Почти каждый вечер шел «Добрый человек из Сезуана», а утром мы репетировали «Героя нашего времени» в холодном, грязном помещении (шел очередной ремонт). Но мы были молоды и все эти неудобства нас не очень касались.
«10 дней, которые потрясли мир» — спектакль, который особенно ярко выразил поиски Любимова и «Таганки» того времени. Многие обвиняли спектакль в эклектичности, но эта эклектика, это смешение жанров было задачей. Мы тогда много говорили о синтетическом типе актера; актер должен блестяще владеть пантомимой, голосом, играть все жанры: гротеск, шарж, балаган, фарс, трагедию, цирк, драму. На первых порах эти функции были разделены между разными актерами «Таганки»: пантомимисты делали пантомиму, музыканты только играли на инструментах и т. д., но постепенно «таганский тип» актера соединял в себе воедино все эти жанры. Губенко прекрасно владел своим телом и акробатику в Керенском придумывал сам. «Стая молодых набирает высоту» — так ведущий театральный критик Бояджиев назвал одну из первых рецензий о «Таганке».
От беспечности, задора, раскованности мы иногда хулиганили: в афише «10 дней…» значилось: «Народное представление в двух частях, с пантомимой, цирком, буффонадой, стрельбой по Джону Риду». Потом эту «ошибку», к сожалению, исправили и в дальнейшем уже печатали: «…стрельбой, по мотивам книги Джона Рида».
После однообразия театра 50-х годов этот спектакль попервоначалу воспринимался как эпатаж. Говорили о подражании Мейерхольду, «синей блузе», театрам 20-х годов. Мы же искали себя…
В эти годы постепенно вырабатывалась стилистика «Таганки»: резкость, эмоциональная обнаженность, крик как крайняя точка самовыявления, максимальный контакт со зрителем, открытость. Так играли и Губенко, и Славина, и Золотухин, и Эйбоженко, и Любшин. Все эти черты были также и в характере Высоцкого того времени. Но не было роли, чтобы все это воплотилось полностью. Тогда же, после какого-то вечернего спектакля, Высоцкий устроил для нас концерт и исполнял все свои песни часа два-три.
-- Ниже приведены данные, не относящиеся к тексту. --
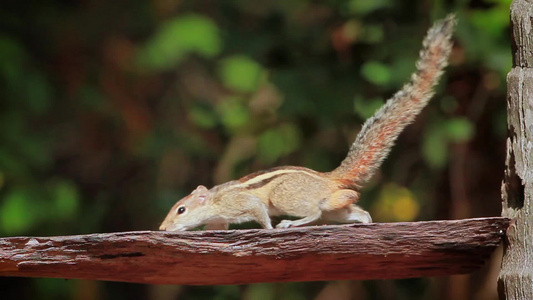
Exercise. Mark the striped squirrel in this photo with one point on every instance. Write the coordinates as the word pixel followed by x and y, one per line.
pixel 311 195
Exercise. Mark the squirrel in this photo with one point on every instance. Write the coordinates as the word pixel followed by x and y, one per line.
pixel 312 195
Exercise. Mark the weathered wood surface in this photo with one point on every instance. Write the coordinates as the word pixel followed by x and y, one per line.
pixel 357 251
pixel 516 276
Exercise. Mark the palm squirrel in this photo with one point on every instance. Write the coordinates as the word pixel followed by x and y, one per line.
pixel 311 195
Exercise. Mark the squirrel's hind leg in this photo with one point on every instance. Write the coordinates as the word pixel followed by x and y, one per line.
pixel 349 214
pixel 300 222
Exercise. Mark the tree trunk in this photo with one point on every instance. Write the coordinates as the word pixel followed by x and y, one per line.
pixel 516 276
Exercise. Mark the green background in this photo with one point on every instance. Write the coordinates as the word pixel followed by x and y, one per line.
pixel 110 111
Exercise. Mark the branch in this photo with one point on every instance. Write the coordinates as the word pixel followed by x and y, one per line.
pixel 356 251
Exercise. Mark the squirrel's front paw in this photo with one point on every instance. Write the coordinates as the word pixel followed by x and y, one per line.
pixel 284 224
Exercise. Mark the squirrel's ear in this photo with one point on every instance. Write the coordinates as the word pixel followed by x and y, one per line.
pixel 201 193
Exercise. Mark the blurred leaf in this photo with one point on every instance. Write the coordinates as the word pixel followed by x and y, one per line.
pixel 376 72
pixel 396 203
pixel 260 291
pixel 233 113
pixel 277 142
pixel 372 33
pixel 65 199
pixel 38 93
pixel 435 147
pixel 366 108
pixel 459 129
pixel 17 211
pixel 202 117
pixel 178 37
pixel 366 7
pixel 240 73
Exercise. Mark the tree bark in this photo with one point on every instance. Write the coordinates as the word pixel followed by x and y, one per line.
pixel 356 251
pixel 516 276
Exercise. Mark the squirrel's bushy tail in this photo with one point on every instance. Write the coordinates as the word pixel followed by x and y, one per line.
pixel 379 132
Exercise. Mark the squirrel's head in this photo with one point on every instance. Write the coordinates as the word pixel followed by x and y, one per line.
pixel 189 212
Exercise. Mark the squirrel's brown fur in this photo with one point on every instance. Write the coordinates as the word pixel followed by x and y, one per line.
pixel 379 132
pixel 311 195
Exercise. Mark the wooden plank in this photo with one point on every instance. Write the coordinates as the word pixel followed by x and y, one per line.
pixel 356 251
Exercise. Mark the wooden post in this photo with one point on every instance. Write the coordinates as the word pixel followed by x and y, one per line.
pixel 516 276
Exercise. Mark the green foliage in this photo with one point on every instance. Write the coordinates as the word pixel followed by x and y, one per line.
pixel 376 72
pixel 277 142
pixel 240 73
pixel 178 37
pixel 111 112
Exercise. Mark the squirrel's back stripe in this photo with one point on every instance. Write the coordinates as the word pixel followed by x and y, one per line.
pixel 379 132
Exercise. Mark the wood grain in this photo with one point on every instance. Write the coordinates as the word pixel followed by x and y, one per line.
pixel 356 251
pixel 516 276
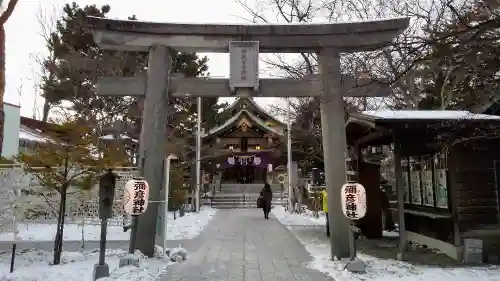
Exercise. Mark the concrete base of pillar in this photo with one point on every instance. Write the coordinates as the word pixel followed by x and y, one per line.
pixel 129 260
pixel 355 266
pixel 100 271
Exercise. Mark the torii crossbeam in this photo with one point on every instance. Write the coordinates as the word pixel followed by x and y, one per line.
pixel 244 43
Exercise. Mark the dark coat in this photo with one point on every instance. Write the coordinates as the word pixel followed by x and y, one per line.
pixel 267 195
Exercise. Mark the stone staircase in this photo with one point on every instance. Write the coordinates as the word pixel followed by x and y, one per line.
pixel 242 200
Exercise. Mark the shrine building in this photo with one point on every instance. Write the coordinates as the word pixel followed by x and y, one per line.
pixel 245 151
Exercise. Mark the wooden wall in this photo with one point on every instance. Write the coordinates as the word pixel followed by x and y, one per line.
pixel 472 179
pixel 369 177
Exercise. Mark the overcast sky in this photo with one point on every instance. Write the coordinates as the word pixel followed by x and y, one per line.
pixel 24 42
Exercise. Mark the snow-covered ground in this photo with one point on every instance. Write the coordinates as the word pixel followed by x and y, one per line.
pixel 377 269
pixel 304 219
pixel 186 227
pixel 33 265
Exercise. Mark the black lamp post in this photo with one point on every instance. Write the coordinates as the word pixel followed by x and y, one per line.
pixel 107 183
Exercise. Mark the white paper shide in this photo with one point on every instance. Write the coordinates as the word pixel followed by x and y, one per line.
pixel 353 201
pixel 135 198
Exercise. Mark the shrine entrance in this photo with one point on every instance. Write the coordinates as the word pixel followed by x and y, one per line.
pixel 244 169
pixel 328 41
pixel 244 175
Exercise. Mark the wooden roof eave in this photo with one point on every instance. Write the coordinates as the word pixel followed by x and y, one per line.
pixel 258 107
pixel 234 119
pixel 375 133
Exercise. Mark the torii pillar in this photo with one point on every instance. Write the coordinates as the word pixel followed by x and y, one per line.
pixel 244 42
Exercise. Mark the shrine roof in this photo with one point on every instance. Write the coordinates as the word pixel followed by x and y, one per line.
pixel 231 121
pixel 381 124
pixel 255 105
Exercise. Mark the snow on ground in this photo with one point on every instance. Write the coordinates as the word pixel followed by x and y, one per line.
pixel 377 269
pixel 306 218
pixel 33 265
pixel 186 227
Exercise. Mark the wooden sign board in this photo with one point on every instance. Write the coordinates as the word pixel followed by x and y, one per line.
pixel 353 200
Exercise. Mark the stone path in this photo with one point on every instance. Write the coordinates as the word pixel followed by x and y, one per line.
pixel 240 245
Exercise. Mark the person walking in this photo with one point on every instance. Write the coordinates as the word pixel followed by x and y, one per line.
pixel 267 197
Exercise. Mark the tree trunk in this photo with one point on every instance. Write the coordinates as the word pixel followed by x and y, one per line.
pixel 46 109
pixel 58 241
pixel 2 84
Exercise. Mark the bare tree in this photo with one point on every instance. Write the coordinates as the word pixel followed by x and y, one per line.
pixel 396 63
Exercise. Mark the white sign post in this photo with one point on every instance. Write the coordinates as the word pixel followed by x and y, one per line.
pixel 135 199
pixel 135 203
pixel 353 201
pixel 167 191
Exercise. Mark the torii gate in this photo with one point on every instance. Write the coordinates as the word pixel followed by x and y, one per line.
pixel 244 43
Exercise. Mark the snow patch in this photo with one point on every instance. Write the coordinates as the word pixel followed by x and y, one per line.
pixel 306 218
pixel 377 269
pixel 186 227
pixel 34 265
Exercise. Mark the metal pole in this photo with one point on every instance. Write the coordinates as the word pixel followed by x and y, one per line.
pixel 289 154
pixel 198 157
pixel 352 245
pixel 133 234
pixel 167 190
pixel 13 257
pixel 102 243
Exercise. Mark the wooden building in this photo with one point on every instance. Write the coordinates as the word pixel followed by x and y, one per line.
pixel 447 176
pixel 243 151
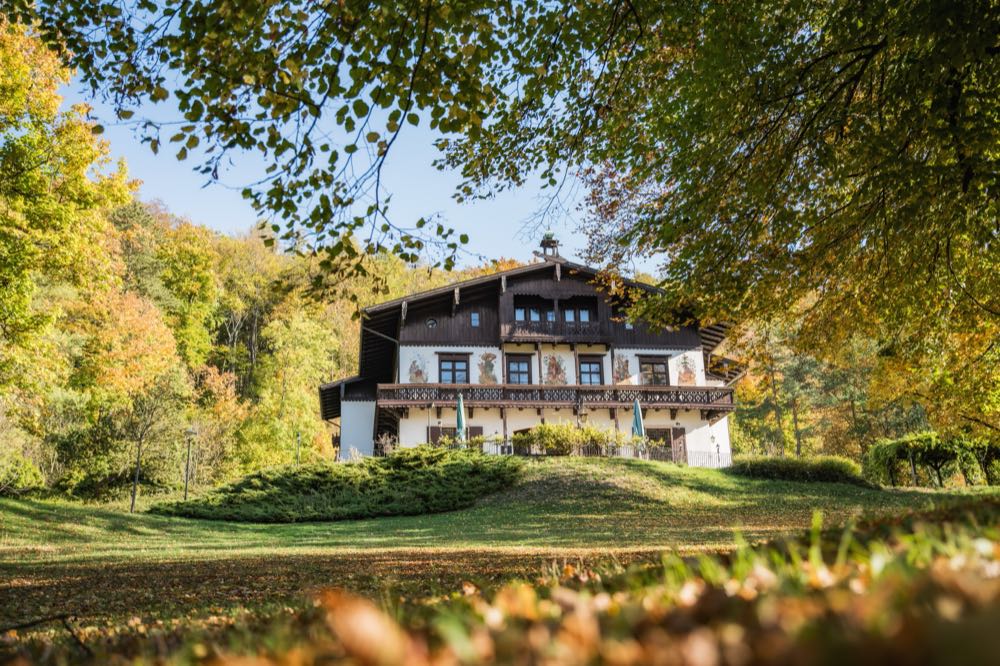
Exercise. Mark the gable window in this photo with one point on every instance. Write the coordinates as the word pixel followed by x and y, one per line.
pixel 519 369
pixel 591 371
pixel 453 369
pixel 653 371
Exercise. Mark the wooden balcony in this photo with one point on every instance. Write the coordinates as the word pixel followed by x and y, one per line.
pixel 552 331
pixel 711 398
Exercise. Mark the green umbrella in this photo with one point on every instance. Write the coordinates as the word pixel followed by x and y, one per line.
pixel 460 424
pixel 638 429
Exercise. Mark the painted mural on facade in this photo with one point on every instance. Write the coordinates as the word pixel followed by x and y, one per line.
pixel 621 373
pixel 555 370
pixel 417 372
pixel 487 368
pixel 686 372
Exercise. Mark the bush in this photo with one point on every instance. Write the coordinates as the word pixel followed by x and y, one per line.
pixel 562 439
pixel 18 474
pixel 927 455
pixel 826 469
pixel 411 481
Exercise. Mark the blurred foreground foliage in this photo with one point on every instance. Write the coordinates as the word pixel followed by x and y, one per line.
pixel 920 588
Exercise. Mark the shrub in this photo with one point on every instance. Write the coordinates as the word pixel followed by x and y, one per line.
pixel 419 480
pixel 826 469
pixel 893 461
pixel 562 439
pixel 18 474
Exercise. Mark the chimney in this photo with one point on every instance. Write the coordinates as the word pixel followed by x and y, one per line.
pixel 550 246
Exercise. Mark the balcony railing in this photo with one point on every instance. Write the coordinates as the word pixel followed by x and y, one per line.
pixel 569 331
pixel 535 395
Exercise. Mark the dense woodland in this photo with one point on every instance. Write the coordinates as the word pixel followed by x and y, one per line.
pixel 126 331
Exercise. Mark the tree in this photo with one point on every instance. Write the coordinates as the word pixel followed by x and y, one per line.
pixel 188 260
pixel 53 193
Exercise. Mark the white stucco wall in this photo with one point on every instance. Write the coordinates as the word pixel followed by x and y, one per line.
pixel 699 434
pixel 357 428
pixel 676 357
pixel 414 357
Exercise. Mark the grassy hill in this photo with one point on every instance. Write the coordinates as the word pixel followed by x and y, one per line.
pixel 98 561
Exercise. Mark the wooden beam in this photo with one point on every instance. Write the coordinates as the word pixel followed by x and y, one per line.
pixel 538 350
pixel 576 362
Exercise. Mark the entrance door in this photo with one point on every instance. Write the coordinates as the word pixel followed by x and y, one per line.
pixel 678 445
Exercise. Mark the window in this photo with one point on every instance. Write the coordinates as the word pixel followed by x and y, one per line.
pixel 519 369
pixel 435 433
pixel 453 370
pixel 591 371
pixel 654 371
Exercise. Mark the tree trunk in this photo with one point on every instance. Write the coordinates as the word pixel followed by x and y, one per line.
pixel 795 425
pixel 777 409
pixel 135 479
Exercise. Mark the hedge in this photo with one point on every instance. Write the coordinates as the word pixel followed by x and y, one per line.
pixel 563 439
pixel 418 480
pixel 18 475
pixel 929 455
pixel 825 469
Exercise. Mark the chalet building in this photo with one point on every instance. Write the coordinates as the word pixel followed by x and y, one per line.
pixel 535 344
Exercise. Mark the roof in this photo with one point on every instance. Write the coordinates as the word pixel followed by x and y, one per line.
pixel 711 336
pixel 492 277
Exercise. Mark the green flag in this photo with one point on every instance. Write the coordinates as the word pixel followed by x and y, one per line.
pixel 460 424
pixel 638 429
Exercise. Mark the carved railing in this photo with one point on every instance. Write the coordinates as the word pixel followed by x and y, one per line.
pixel 566 330
pixel 619 395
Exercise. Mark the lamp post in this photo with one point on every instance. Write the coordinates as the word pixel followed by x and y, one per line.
pixel 187 464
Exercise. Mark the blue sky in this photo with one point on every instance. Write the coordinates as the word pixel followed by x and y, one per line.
pixel 496 227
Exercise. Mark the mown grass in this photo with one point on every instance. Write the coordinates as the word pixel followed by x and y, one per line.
pixel 101 563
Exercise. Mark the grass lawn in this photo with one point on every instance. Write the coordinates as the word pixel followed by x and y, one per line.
pixel 102 564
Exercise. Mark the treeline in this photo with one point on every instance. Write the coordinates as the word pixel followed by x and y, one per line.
pixel 126 331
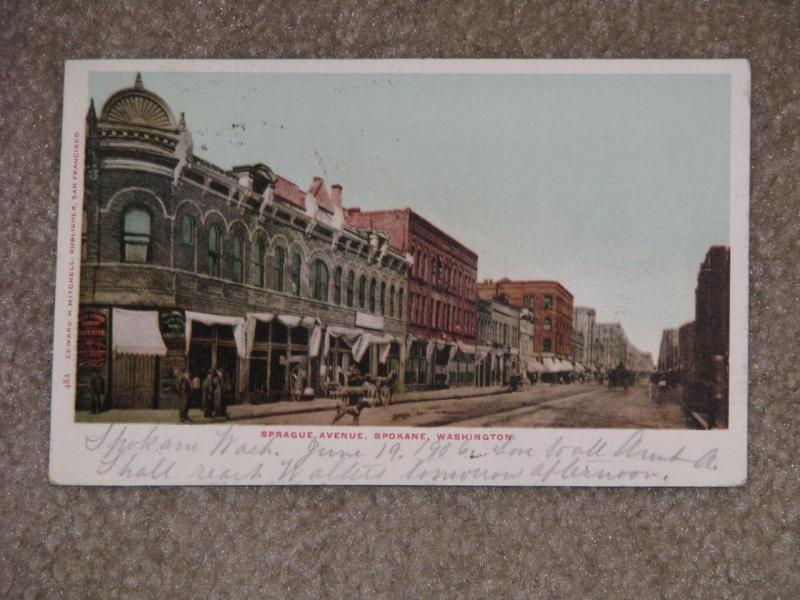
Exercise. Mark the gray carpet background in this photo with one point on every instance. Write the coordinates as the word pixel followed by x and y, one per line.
pixel 384 542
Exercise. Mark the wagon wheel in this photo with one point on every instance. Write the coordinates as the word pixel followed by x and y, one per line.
pixel 385 395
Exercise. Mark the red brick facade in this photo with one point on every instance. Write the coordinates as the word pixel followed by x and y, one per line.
pixel 441 283
pixel 551 304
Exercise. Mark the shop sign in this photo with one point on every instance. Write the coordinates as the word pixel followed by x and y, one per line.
pixel 92 338
pixel 173 329
pixel 368 321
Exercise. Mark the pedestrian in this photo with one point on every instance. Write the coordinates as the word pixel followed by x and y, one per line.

Во время этого концерта я впервые почувствовала, что ему тесно в маленьких ролях, которые он тогда играл в театре, и что мощь его энергии направит на поиски своего пути. Я сейчас думаю: когда же Володя рванул резко вперед и стал тем Высоцким, которого знает и любит вся страна? Внешнего скачка не было, но я знаю точно, что не было и спадов. Был только подъем, вначале медленный. Когда в спектакле «Пристегните ремни» по проходу шел военный человек, под плащом у которого был не автомат, а гитара, и пел «Мы вращаем землю», вряд ли кто из зрителей отмечал, что эту песню Высоцкий написал специально для этого спектакля и что в этом маленьком эпизоде занят такого огромного масштаба артист.
В 1967 году на «Таганке» вышли две премьеры: два поэтических спектакля — «Послушайте!» и есенинский «Пугачев».
Как и пушкинскому «Борису Годунову», есенинскому «Пугачеву» не везло на русской сцене. И там и тут существовали ножницы для исполнителей: если идти по ритму и мелодике стиха — не успеваешь проигрывать чувства; если играешь чувство — ломается поэтическая строчка. «Пугачева» пытался ставить Мейерхольд, просил Есенина кое-что переделать по тексту. Но Есенин полагал, что любое насилие над текстом разрушит единое дыхание поэмы, и не соглашался.